The stage was set after the usual series of trials and errors, the pinning up of pennants by workmen that Shyamji would chance cheerily upon, the final raising of garlands; and now there were floral patterns around the piece of synthetic that said 3rd GANDHARVA SAMMELAN. Rajasthani families — neither entirely of Bombay, nor any more of the scoured landscape of desert and oasis-like villages they’d once come from — wandering busily about in the foyer where men smoked during intermission and boys devoured ice cream, everyone from old crones to children; anyone even distantly related to Shyamji was here. And Shyamji, bowing, joining his palms together in namaskar, gracious in receiving businessmen and their wives, the suited, deceptively modest corporate executives who reigned over companies, and their families. Delegating to his son the task of seating them in the second row or third row or fourth, or sometimes escorting them — for they looked distant and faintly undecided without an escort, these driven, nine-to-nine executives — himself. The occasional inspector-general of police walking in; or politician. A show of intimacy then taking place in the front aisle, the inspector-general hugging the musician and overcoming him momentarily while the wife looked on, smiling.

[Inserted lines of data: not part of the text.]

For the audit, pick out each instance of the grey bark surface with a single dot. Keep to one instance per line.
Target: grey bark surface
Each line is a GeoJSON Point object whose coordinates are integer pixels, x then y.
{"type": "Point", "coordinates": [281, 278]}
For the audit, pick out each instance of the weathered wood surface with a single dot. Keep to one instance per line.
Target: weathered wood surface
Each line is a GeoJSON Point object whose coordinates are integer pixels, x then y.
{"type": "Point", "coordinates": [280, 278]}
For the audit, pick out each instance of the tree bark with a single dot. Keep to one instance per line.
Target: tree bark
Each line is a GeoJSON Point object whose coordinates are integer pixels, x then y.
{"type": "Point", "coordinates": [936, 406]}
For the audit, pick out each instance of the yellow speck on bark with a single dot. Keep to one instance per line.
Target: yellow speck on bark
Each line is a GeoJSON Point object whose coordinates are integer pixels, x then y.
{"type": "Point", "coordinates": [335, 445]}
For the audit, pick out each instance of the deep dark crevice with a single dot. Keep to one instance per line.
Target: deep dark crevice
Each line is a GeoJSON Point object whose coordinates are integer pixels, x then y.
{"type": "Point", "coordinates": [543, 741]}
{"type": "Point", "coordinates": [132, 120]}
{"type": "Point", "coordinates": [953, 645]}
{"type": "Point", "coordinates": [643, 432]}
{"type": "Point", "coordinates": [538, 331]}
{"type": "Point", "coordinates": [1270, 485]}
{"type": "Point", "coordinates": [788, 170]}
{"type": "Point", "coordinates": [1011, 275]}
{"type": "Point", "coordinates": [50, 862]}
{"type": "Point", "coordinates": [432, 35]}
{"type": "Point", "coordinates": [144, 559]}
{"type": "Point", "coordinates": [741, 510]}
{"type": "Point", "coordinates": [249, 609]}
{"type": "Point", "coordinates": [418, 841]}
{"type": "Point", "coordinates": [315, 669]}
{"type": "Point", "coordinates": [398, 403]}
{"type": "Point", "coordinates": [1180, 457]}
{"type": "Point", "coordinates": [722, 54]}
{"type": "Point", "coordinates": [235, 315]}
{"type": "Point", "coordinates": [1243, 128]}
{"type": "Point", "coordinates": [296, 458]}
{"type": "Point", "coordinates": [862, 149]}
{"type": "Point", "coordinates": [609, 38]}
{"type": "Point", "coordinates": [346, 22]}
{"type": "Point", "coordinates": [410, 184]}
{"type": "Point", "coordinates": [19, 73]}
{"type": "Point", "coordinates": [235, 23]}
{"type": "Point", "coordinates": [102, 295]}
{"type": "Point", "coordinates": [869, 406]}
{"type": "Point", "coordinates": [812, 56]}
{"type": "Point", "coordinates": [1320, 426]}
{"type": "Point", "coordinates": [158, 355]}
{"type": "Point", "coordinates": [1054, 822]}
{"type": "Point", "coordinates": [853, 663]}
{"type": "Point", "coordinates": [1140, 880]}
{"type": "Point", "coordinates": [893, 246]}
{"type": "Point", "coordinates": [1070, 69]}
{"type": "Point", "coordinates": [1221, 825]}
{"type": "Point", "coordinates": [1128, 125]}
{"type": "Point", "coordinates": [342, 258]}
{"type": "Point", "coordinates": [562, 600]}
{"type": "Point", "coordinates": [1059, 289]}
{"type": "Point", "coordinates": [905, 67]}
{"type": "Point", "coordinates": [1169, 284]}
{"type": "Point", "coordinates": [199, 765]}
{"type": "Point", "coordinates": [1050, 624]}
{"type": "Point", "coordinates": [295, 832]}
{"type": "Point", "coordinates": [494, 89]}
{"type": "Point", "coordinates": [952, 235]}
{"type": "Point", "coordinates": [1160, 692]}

Then anti-climactic murmurs as they were led to their seats.

All this was part of the constant enchantment, the enlargement of life and its prospects for the executives, the businessmen, Shyamji. The sammelan, whatever it achieved, was where these daily premonitions of well-being — that something good was about to happen, that mutual understanding promised mutual benefit — fortuitously came together. All who lived and worked in Bombay believed this as seriously as a dogma or superstition; the music that was to come, or anything else for that matter, was almost secondary to this belief. Ram Lal’s portrait, severe, predictably incongruous, was placed at an angle on the right, a garland strung round it. There was a lamp before it, which Shyamji lit on the first day of the sammelan. Another incongruous moment as he bent over the wick — not of introspection, but in which a memory had no time to come to the surface. It was a little like lighting a pyre, the pyre he had lit eleven years ago, an act of reverence and expiation. But now, after the banality of the intervening years and of the day itself, emotion had withered and little remained but the public gesture; Shyamji was distracted — distracted by the air-conditioned auditorium waiting behind him.

The first day was pure classical music and dance, starting with the younger artists’ emphatic throat-clearings and improvisatory tentativeness, then, later in the evening, evolving into the familiarity and unapologetic ease of the mature performers; the second day was devoted to ‘light’ music. People tided over the first day somehow; it was the second day they were interested in, because they’d sing themselves then — Shyamji’s disciples, from young struggling ghazal singers to businessmen’s wives, hot but bright in their saris, naked ears dressed provocatively in gold, whose husbands had put a full-page advertisement in the souvenir. Their relationship with music had begun embry-onically, in their prehistory as listeners; they’d hummed along in an undertone with the artists they loved best, or loudly, solitarily, to themselves; and then, at some point, they’d asked themselves the unimaginable, something that wouldn’t have occurred to them six months before, or which they didn’t have the courage to admit: ‘Can’t I be a singer? Can’t it be me?’ Why should they only listen; why shouldn’t they be listened to? Once the question was posed so shatteringly, the answer was simple; and led to its own joy, liberation, and trauma. And here, Shyamji, ironically, was to be not so much teacher as mediator; not only to satisfy the middle-class urge for music, but the relentless, childlike longing to become the musician (how simply the metamorphosis could be achieved!); to move to centre-stage, at least for fifteen minutes, where the traditional musician previously was.